A village’s Neighbourhood Plan has trumped a scheme for 111 new homes in a landmark decision being hailed as an important victory for local democracy.
Broughton Astley’s Neighbourhood Plan was one of the first in the country to be approved under the Localism Act. It was passed after a village referendum in 2014.
The plan gives communities direct power to set out how they want their local area to develop in the future.
One of the advantages is that villagers can choose where they want new homes to be built.
But the Broughton Astley plan was tested by developer Ivan Crane, who wanted to build 111 homes, a sports hall, a neighbourhood centre and sports pitches, with landscaping, on a 14-hectare site off Crowfoot Way in Broughton Astley. The site he chose was not one that was earmarked for development in village’s Neighbourhood Plan.
And his application has now been rejected by a Government planning inspector, primarily on the basis that it conflicted with the Neighbourhood Plan.

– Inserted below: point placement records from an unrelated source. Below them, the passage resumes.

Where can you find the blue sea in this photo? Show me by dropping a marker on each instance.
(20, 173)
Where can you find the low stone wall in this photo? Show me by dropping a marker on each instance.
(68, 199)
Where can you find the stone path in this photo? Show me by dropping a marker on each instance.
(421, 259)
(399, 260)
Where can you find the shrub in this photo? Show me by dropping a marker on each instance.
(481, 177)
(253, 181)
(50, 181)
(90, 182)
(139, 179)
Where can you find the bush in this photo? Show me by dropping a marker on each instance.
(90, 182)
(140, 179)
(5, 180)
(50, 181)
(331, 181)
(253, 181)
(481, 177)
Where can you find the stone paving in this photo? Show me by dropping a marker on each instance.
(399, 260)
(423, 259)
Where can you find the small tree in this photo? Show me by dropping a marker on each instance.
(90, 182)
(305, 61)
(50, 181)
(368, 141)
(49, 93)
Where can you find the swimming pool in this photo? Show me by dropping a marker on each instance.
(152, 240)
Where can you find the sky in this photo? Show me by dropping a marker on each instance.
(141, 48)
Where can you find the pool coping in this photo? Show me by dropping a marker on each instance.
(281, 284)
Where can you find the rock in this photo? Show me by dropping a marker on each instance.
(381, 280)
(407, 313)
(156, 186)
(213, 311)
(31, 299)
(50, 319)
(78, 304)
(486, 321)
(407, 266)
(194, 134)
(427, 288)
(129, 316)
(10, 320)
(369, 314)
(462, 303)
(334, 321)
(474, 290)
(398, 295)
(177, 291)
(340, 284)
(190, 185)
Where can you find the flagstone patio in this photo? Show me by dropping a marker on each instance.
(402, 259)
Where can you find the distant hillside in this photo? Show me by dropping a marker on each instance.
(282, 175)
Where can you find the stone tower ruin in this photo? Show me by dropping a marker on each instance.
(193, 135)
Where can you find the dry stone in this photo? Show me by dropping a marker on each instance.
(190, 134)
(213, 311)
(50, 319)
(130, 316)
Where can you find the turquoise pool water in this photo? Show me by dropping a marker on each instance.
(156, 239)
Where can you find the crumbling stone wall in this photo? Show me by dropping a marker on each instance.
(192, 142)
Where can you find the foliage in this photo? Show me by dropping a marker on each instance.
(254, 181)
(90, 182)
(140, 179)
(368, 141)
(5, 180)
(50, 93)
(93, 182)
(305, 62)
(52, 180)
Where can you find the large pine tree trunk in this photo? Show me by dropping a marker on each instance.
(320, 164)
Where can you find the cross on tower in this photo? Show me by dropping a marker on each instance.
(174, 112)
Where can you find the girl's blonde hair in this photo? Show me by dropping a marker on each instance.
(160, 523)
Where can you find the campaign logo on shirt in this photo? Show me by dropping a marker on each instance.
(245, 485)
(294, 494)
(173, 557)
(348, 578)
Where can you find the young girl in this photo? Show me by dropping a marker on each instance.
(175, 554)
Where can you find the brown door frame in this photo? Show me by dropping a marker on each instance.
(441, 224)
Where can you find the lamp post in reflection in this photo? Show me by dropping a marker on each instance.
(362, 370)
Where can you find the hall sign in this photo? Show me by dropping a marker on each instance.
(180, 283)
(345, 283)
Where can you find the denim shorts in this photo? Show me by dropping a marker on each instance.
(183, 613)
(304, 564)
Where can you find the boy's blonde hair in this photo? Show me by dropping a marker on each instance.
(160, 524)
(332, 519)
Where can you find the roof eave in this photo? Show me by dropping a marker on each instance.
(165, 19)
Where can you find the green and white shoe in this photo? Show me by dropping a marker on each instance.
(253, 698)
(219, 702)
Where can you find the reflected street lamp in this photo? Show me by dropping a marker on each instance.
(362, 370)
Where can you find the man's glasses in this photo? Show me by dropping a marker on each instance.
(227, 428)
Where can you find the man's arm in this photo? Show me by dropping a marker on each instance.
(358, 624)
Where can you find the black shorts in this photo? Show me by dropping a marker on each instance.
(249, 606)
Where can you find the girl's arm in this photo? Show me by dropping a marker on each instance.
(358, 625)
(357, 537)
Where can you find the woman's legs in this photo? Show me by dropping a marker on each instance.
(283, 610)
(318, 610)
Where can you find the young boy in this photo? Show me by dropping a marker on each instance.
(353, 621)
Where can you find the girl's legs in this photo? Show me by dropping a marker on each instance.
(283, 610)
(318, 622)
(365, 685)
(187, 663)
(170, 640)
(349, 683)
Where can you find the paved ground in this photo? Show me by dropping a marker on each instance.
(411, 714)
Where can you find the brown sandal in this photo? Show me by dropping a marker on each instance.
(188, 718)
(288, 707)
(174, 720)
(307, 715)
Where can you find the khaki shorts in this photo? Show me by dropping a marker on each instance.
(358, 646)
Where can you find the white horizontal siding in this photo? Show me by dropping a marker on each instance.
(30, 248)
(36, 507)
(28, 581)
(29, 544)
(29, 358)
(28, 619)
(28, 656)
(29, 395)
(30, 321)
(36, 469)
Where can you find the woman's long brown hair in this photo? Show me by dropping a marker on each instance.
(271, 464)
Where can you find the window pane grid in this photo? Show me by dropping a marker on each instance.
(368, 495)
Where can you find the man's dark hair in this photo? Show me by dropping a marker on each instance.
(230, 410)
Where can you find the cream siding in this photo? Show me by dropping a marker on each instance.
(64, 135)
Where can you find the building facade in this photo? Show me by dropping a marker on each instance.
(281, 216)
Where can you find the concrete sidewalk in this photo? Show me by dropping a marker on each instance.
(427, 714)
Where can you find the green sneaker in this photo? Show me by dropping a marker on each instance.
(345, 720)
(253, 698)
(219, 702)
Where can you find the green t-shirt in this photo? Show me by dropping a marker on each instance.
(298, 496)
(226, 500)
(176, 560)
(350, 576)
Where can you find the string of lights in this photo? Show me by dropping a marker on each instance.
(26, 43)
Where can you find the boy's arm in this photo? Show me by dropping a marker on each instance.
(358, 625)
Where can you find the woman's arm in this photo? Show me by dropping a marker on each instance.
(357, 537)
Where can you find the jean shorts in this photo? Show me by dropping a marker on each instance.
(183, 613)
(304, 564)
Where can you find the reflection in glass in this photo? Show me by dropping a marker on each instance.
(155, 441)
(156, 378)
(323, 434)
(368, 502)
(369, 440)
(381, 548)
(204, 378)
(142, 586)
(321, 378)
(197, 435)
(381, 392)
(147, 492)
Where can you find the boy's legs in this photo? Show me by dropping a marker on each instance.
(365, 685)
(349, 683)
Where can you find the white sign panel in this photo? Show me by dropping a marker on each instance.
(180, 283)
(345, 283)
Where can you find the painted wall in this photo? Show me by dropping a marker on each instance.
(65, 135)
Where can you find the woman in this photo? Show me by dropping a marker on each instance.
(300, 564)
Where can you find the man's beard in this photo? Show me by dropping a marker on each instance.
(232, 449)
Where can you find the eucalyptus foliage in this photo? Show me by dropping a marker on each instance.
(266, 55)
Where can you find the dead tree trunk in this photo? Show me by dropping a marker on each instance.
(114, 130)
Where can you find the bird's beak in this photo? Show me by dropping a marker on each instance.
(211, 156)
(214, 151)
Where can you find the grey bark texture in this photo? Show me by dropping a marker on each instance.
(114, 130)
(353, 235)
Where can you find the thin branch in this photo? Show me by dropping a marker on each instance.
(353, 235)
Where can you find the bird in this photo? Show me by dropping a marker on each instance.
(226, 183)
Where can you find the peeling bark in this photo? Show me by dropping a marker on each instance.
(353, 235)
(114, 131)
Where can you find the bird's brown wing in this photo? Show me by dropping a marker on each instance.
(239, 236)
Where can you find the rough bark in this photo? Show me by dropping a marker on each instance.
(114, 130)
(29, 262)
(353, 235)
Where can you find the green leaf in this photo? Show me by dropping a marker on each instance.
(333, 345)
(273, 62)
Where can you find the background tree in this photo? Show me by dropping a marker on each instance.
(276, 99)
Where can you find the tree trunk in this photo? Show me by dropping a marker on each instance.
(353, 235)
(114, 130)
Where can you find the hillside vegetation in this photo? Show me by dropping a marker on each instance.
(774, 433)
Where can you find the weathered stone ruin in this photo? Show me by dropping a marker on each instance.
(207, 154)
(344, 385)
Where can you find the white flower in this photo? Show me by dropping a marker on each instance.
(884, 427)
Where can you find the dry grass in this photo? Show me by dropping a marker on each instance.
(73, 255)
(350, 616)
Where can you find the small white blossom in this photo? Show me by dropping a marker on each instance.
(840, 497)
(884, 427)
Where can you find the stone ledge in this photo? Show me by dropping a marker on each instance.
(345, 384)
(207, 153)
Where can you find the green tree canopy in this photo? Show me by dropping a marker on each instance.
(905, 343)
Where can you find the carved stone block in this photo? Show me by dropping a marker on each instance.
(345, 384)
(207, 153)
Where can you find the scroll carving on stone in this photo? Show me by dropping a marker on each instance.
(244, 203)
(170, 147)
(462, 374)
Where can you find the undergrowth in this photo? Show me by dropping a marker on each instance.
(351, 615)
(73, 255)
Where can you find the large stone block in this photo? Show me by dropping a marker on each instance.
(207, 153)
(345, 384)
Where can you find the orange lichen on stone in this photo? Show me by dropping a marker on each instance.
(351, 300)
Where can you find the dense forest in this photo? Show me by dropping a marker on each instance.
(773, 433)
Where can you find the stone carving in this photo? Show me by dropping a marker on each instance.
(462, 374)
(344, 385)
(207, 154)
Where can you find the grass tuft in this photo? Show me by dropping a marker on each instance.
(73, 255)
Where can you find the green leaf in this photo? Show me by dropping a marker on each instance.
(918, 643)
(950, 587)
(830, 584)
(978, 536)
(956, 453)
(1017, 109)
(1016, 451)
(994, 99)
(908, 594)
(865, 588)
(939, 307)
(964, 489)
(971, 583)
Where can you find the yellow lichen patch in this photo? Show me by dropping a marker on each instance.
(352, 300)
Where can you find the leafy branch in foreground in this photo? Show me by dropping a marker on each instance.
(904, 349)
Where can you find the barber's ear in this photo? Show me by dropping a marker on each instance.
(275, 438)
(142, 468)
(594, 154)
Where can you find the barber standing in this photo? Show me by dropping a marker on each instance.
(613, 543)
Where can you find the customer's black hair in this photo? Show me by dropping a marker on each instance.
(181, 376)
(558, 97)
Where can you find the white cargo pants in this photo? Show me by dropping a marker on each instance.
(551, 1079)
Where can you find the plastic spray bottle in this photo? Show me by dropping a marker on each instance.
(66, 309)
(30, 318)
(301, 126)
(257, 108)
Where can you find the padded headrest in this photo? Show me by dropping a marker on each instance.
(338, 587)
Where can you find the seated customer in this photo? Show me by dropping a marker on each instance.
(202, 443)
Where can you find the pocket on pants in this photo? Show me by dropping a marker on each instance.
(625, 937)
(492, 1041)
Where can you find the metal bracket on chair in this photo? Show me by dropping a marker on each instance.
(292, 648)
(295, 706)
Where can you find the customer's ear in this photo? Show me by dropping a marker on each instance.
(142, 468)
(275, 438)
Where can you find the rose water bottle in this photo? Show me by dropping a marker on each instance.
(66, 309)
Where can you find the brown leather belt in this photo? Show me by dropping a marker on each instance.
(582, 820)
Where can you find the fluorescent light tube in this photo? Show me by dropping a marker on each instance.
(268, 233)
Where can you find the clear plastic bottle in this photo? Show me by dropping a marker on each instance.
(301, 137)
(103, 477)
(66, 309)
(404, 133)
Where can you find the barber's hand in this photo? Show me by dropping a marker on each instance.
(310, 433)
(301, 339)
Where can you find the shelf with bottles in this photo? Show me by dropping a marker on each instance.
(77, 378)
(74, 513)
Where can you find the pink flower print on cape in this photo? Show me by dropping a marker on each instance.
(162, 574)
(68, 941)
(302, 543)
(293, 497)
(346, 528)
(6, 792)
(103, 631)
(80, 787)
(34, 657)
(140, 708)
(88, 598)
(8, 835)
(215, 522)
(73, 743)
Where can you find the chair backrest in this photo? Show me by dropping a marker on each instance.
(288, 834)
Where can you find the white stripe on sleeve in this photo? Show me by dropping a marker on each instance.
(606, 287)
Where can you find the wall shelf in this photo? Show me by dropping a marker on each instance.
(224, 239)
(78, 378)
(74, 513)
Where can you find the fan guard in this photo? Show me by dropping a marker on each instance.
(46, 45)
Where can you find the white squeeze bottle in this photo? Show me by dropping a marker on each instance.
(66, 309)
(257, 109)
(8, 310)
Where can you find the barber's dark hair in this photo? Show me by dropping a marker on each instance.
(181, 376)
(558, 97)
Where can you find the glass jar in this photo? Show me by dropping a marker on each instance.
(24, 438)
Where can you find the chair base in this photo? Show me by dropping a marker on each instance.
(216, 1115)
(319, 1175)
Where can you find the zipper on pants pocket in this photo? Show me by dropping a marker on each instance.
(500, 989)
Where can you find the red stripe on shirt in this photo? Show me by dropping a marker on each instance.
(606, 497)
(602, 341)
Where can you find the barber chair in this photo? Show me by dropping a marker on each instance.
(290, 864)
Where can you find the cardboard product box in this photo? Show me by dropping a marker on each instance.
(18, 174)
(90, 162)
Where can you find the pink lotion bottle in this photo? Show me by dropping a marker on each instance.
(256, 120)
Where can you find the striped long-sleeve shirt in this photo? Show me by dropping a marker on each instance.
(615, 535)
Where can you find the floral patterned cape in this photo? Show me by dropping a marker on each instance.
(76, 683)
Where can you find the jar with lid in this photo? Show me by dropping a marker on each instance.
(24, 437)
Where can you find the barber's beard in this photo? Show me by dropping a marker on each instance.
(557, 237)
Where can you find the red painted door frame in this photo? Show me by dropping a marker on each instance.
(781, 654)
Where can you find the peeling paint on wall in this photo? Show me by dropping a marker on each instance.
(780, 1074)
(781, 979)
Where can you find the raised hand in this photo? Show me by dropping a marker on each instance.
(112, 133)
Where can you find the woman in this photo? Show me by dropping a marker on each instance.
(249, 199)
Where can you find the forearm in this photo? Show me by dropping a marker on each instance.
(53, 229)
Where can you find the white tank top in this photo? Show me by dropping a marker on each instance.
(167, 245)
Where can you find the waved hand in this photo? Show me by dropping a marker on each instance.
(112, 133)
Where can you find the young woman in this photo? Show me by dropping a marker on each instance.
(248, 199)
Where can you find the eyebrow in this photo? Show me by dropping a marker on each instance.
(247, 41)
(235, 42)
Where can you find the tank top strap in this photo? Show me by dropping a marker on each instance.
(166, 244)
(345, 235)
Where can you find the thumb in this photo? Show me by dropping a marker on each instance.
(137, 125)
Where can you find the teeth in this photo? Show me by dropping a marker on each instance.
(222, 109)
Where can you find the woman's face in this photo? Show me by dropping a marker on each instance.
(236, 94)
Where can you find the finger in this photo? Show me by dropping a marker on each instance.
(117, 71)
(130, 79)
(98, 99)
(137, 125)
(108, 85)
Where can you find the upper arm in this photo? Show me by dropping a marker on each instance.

In a decision later approved by the Secretary of State for Communities and Local Government, the inspector ruled that the proposal would have a “moderately harmful effect” on the area’s character, and highlighted the conflict with the village’s plan.
In finally dismissing Mr Crane’s appeal, against the Secretary of State’s decision on Monday, the High Court’s Mr Justice Lindblom said on Monday the Neighbourhood Plan was rightly treated as a powerful and decisive factor.
Broughton Astley Parish Council parish manager Debbie Barber said: “The parish council is delighted with the judgment issued by Mr Justice Lindblom.
“The judgment confirms that the proposal to develop the site was in direct conflict with the Neighbourhood Plan for Broughton Astley.
“We believe that the outcome of this High Court appeal will now give many other parishes around the country the confidence to pursue their plans with the communities they represent.”